Osiris’in İmparatorluğu:
OSİRİS |
Osiris
tahtta iken Mısır altın çağını yaşadı. Osiris ilk önce kendi halkını
ehlileştirdi daha sonra ise küçük kasabalara ve büyük krallıklara seyahatler yaparak
oradaki halkın da saygısını kazandı ve tıpkı kendi halkına yaptığı gibi onları
elit ve çalışkan olmaya teşvik etti. Gittiği yerlerde uzun süre boyunca kaldı
ve hem kendi kültüründen birçok şeyi onlara verdi hem de onların kültüründen
kendi kültürüne birçok şey aktarmış oldu.
Tehlikeli
çöllerin tanrısı olan Seth, Yukarı ve Aşağı Mısır’ın kralı olmayı kafasına
koymuştu, bu yüzden uygun bir zaman için bekliyordu. Osiris’in, şehirden uzun
bir süre boyunca ayrılacağını duyunca bir şeyler planlamaya başladı. Bunu fark
eden Toth ve zeki kızı İsis, Seth’in peşinden hiç ayrılmadı bu yüzden Seth
planını gerçekleştiremedi. Ama yine de vazgeçmiş de değildi.
Osiris,
Mısır’ a döndükten hemen sonra, Seth, yeni bir plan yaptı. İlk olarak Osiris bir gece yatağında uyurken, Seth gizlice onun
boyunun ölçüsünü aldı. Adamlarına bu ölçüyü tam anlamıyla onun ölçülerine göre
bir kutu yapmalarını istedi. Sonrasında bu kutuyu en değerli ve göz kamaştırıcı
mücevherlerle süslemelerini istedi. Daha sonra, Osiris’in yetmiş dört adamını
ona karşı kışkırttı ve kendi tarafına aldı. Son olarak yapması gereken tek şey
Osiris’i onun dönüşünü kutlamak üzere bir yemeye davet etmek oldu.
NİL NEHRİ |
Osiris,
hiçbir şeyden şüphelenmeden bu daveti kabul etti. Seth, yemeğin ortasında kendi
adamlarından kutuyu getirmelerini istedi. Misafirler ( Osiris’in yetmiş dört
adamı) kutuyu gördüklerinde çok beğenmişler gibi davrandılar. Bunun üzerine
Seth, bir öneride bulundu: Bu kutuya tam anlamıyla sığabilen kişinin
kutuya sahip olabileceğini söyledi. Bunun üzerine herkes aceleyle sıraya girdi.

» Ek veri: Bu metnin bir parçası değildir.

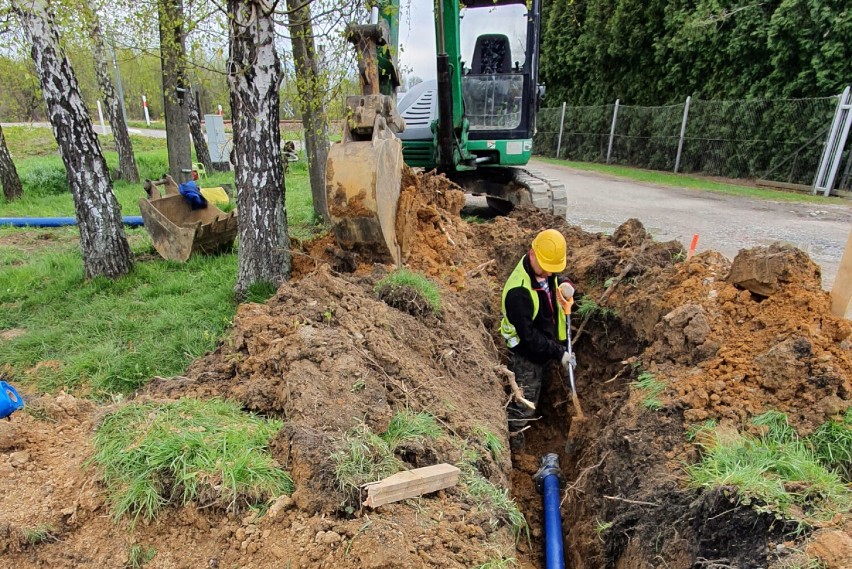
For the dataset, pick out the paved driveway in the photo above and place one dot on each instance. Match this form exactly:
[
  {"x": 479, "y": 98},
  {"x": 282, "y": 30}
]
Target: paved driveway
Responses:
[{"x": 725, "y": 223}]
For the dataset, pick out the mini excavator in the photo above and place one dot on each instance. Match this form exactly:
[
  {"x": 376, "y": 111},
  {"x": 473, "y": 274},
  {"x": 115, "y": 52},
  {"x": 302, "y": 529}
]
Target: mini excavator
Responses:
[{"x": 474, "y": 123}]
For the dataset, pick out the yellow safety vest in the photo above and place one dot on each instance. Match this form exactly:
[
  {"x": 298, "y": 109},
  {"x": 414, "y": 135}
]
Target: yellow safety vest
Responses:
[{"x": 520, "y": 278}]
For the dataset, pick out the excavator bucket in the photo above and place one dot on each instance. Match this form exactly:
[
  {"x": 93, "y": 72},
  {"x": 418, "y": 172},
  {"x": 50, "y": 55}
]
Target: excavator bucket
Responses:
[
  {"x": 177, "y": 231},
  {"x": 362, "y": 185}
]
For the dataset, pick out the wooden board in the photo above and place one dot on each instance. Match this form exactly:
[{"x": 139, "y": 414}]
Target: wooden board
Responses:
[{"x": 411, "y": 483}]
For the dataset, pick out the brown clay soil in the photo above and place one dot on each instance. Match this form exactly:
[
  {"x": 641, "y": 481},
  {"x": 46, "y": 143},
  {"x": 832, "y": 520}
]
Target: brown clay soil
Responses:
[{"x": 325, "y": 354}]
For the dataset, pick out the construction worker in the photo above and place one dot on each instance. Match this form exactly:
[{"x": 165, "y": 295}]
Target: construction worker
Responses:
[{"x": 533, "y": 322}]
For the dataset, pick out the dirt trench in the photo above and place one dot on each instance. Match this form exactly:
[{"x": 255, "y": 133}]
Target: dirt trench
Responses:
[{"x": 325, "y": 354}]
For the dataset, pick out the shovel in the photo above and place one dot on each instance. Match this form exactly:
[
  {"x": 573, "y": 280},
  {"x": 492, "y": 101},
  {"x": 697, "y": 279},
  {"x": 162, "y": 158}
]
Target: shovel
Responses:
[{"x": 579, "y": 417}]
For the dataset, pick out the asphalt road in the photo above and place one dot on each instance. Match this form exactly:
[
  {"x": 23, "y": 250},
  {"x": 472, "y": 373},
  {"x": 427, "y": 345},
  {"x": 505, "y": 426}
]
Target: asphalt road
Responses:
[{"x": 600, "y": 203}]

Osiris sıranın sonundaydı ve hiçbir şeyden şüphelenmedi. Kutuya giren herkes ya
çok uzun ya da çok kısa oluyordu. Sonunda sıra Osiris’e geldi. Osiris kutuya
girdiği anda yetmiş dört adam birden kutunun üzerine kapandılar ve kutuyu
çivilemeye başladılar. Osiris’in ölümünü kesinleştirmek için kutunun üzerine
eritilmiş kurşun döktüler ve gece yarısı kimse onları görmeden kutuyu Nil Nehri’ne
attılar.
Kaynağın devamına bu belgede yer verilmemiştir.